One of my favorite aspects of international sports events is the languages. At the Fifa Club World Cup in Abu Dhabi this year, we have teams made up of guys whose mother tongues are … Italian, Portuguese, Spanish, French, Korean, Arabic, English and pidgin English. (Plus a smattering of Balkan languages.)
When I’m not trying to quote people for The National — where we prefer clarity and accuracy — I just like to hear everyone prattle on in whatever language they came with.
When it gets tricky?
When the translators are not quite up to the task.
That has happened more than once, here at the Club World Cup.
Earlier this week, TP Mazembe of the Congo came in for their introductory press conference. The coach and players probably speak an African language first, but they also all speak French, an official language handed down from the days when the Belgians ran the country.
I understand the translators in that room were under some stress. The one I was listening to needed to understand English and French, obviously, but also Arabic — to translate questions from the Arabic-speaking media.
I can’t vouch for her English or Arabic, but I know just enough French to know her translation was a disastre! And it made for some stilted and weird (and inaccurate) quotes, I imagine. I didn’t use those I knew to be a confused mess.
Another problem translators face? Even if they are proficient in the languages involved, they also need to understand the sport being talked about. If they don’t get the soccer terms, they come across as really weird stuff. Like a “goal” might be translated as a “target”. Yeah.
Last night, Mazembe was back in the room at Mohammed bin Zayed Stadium, and this time … we had no translator at all. Perhaps the previous woman was fired, or quit.
Instead, the gentlemen running the press conference translated from English to French to English. Which never works out really well, because the translator invariably reduced a paragraph to a sentence, and rushes through it, because his translation is dead time for the coach and athletes.
The Arabic speakers were just out of luck, which no doubt seemed ridiculous to them, considering the conference was being held in an Arab country.
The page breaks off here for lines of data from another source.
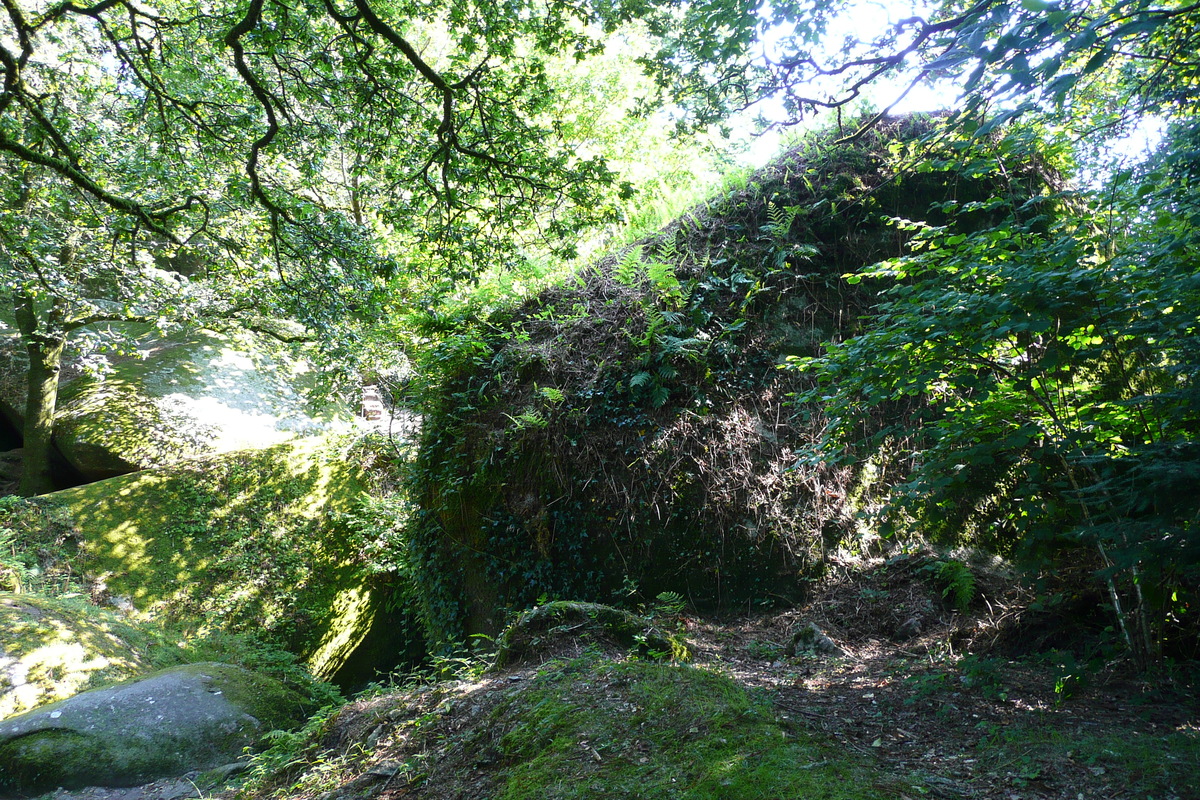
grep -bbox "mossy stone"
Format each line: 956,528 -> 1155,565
54,331 -> 350,480
0,663 -> 311,793
493,600 -> 688,669
0,594 -> 152,720
47,437 -> 403,681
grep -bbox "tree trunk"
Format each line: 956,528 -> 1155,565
14,291 -> 66,497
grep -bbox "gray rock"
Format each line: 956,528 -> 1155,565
784,622 -> 846,657
0,663 -> 306,794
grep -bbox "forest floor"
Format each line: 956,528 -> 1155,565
32,560 -> 1200,800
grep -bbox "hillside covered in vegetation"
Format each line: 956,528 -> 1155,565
0,0 -> 1200,800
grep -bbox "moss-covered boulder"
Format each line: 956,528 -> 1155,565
493,600 -> 688,669
54,331 -> 350,480
0,663 -> 311,793
39,438 -> 407,685
0,594 -> 159,720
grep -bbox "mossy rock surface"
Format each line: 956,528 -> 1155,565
0,663 -> 310,794
47,438 -> 403,680
0,594 -> 152,720
55,331 -> 350,480
288,651 -> 919,800
493,600 -> 688,669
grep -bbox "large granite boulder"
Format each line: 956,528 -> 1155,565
0,594 -> 150,720
44,437 -> 414,687
0,325 -> 353,481
54,331 -> 350,480
0,663 -> 310,794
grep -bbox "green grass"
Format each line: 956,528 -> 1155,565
36,439 -> 388,676
983,723 -> 1200,800
461,657 -> 901,800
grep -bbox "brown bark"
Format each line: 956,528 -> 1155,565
14,291 -> 66,497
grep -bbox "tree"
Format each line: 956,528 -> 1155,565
763,2 -> 1200,667
0,0 -> 753,493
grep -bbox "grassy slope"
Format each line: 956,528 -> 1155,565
52,439 -> 373,675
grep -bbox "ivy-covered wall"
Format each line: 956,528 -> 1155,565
412,119 -> 1032,637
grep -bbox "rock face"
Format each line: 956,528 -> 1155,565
46,437 -> 420,686
0,325 -> 353,481
0,594 -> 149,720
0,663 -> 305,794
54,331 -> 349,480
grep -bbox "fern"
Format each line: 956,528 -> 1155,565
612,247 -> 642,287
937,560 -> 976,612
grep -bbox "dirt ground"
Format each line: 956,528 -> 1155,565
21,559 -> 1200,800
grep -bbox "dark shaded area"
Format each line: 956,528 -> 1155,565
0,414 -> 24,452
50,447 -> 92,492
329,594 -> 426,697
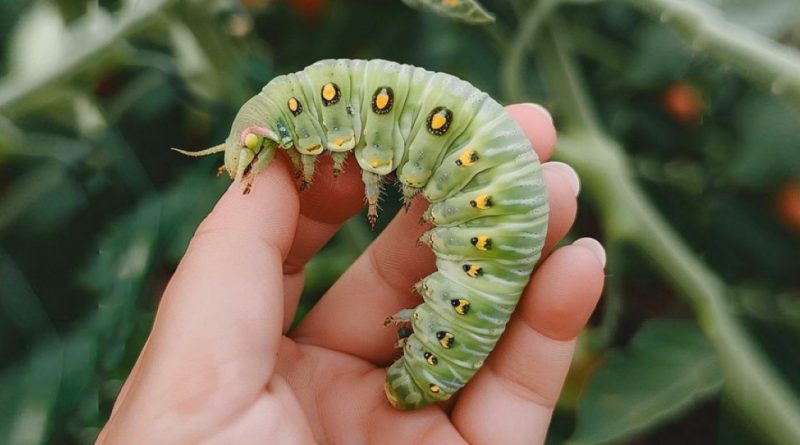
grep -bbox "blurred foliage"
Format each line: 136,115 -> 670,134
0,0 -> 800,445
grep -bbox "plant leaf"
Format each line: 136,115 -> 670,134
403,0 -> 494,25
569,319 -> 722,445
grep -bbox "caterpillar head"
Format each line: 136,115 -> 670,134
173,102 -> 279,192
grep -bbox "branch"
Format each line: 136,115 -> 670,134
0,0 -> 175,117
500,0 -> 559,99
627,0 -> 800,108
537,22 -> 800,443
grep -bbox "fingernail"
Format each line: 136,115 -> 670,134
572,237 -> 606,267
525,102 -> 553,123
545,161 -> 581,196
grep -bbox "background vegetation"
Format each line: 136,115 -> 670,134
0,0 -> 800,445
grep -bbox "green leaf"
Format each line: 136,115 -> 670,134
569,319 -> 722,445
403,0 -> 494,25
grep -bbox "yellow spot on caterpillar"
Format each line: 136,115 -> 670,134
288,97 -> 300,113
375,91 -> 389,110
461,264 -> 483,278
322,83 -> 336,101
469,235 -> 492,250
369,159 -> 392,168
450,298 -> 470,315
469,193 -> 492,210
431,113 -> 447,130
436,331 -> 455,349
456,150 -> 478,167
244,133 -> 259,150
422,352 -> 439,366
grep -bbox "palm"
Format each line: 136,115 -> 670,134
98,106 -> 602,444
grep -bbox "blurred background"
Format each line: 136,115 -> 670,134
0,0 -> 800,445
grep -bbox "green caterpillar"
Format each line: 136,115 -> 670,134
175,60 -> 548,409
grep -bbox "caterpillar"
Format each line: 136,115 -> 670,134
178,59 -> 548,410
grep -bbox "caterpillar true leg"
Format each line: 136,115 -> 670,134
361,171 -> 383,229
331,151 -> 350,178
383,309 -> 414,326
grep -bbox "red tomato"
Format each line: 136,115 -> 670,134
662,83 -> 705,124
775,179 -> 800,232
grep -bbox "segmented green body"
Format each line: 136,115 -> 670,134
219,60 -> 548,409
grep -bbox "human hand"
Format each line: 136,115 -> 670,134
98,105 -> 605,445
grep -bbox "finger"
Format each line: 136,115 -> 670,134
123,156 -> 299,409
506,103 -> 556,162
283,156 -> 364,332
452,238 -> 605,444
277,339 -> 466,445
292,160 -> 577,365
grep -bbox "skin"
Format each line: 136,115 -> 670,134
97,105 -> 605,445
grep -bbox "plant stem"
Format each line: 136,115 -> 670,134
500,0 -> 559,99
627,0 -> 800,108
537,22 -> 800,443
0,0 -> 175,117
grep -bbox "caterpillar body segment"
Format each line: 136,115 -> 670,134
178,59 -> 548,409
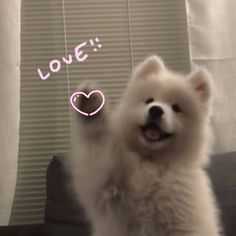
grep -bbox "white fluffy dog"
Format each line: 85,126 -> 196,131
71,56 -> 220,236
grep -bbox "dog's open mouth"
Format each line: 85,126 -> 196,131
141,123 -> 172,142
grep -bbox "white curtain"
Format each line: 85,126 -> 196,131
0,0 -> 21,225
186,0 -> 236,153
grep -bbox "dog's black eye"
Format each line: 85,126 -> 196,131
172,104 -> 181,112
145,98 -> 154,104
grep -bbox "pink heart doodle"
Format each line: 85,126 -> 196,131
70,90 -> 105,116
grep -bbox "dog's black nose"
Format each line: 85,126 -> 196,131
149,106 -> 164,119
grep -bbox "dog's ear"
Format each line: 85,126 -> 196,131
188,69 -> 212,103
133,56 -> 165,79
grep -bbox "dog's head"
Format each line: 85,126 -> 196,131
117,56 -> 211,161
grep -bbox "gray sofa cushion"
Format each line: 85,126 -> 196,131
44,156 -> 90,236
45,152 -> 236,236
208,152 -> 236,236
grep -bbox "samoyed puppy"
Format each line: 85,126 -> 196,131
71,56 -> 220,236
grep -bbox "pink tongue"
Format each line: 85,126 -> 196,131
145,129 -> 160,140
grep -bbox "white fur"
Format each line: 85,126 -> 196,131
71,56 -> 220,236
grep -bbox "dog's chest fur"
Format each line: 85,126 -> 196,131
105,162 -> 179,236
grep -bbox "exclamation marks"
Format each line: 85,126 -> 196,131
89,37 -> 102,52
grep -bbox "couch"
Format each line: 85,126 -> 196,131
44,152 -> 236,236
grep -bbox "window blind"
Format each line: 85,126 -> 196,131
10,0 -> 189,224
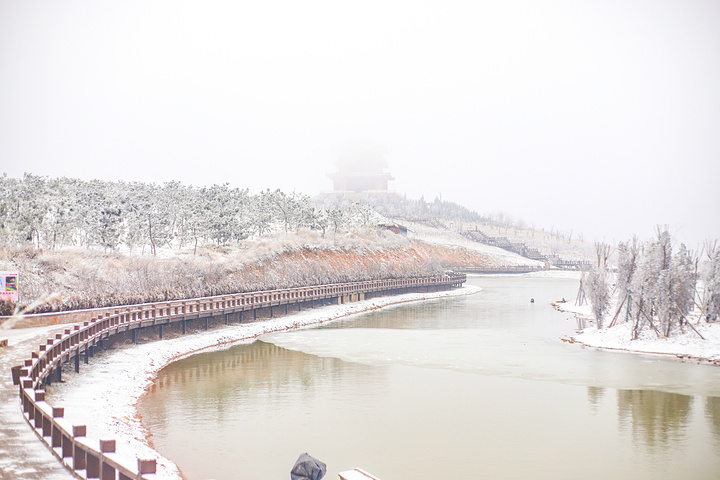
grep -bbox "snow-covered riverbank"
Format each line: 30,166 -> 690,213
48,286 -> 480,479
553,302 -> 720,366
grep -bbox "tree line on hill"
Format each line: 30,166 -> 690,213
0,174 -> 382,254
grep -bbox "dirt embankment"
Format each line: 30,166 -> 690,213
0,237 -> 495,312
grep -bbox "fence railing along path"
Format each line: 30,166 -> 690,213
12,274 -> 466,480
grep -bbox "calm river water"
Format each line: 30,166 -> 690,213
139,276 -> 720,480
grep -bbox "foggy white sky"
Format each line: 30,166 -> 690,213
0,0 -> 720,247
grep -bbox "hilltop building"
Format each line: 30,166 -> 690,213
328,141 -> 395,198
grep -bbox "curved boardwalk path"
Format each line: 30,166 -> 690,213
0,274 -> 466,480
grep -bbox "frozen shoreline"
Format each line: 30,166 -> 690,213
47,285 -> 481,479
553,302 -> 720,366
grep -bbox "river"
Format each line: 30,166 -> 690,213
139,274 -> 720,480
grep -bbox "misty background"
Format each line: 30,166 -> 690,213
0,0 -> 720,248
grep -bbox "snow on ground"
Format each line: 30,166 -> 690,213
554,302 -> 720,366
402,222 -> 544,266
47,285 -> 480,479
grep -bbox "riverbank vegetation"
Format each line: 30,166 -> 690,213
0,175 -> 504,314
578,227 -> 720,340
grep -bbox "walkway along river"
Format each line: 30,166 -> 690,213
2,275 -> 465,480
138,272 -> 720,480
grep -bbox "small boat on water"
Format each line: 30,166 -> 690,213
339,468 -> 380,480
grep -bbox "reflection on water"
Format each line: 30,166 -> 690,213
139,278 -> 720,480
705,397 -> 720,443
588,386 -> 606,411
617,390 -> 693,447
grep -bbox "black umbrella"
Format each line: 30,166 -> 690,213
290,453 -> 327,480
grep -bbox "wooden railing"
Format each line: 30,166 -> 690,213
12,274 -> 466,480
449,265 -> 547,273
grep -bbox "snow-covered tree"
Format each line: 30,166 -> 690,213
583,266 -> 610,328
I am happy to the report that the Spanish translator (for Pachuca of Mexico) did all right, though she didn’t know soccer at all. But I could figure out, pretty much, what the players meant to say.
The Korean translator was quite good. I will be interested to see how the people interpreting Italian/English/Arabic and Portuguese/English/Arabic will turn out. Those are difficult combinations, and how many people are fluent in all three?
It’s probably a good thing that Hekari United of Papua New Guinea didn’t bring in most of their players, because they speak pidgin English — which is basically incomprehensible to regular English speakers. The one player they brought to a media event went to college in Australia and works for the UN, and his English was very good.
Anyway, nothing personal, toward Hekari, but I imagine the translators didn’t mind when Hekari lost to Al Wahda of the UAE in the tournament’s opening match … and went home. No need to try to find the only pidgin translator in the Arabian Gulf.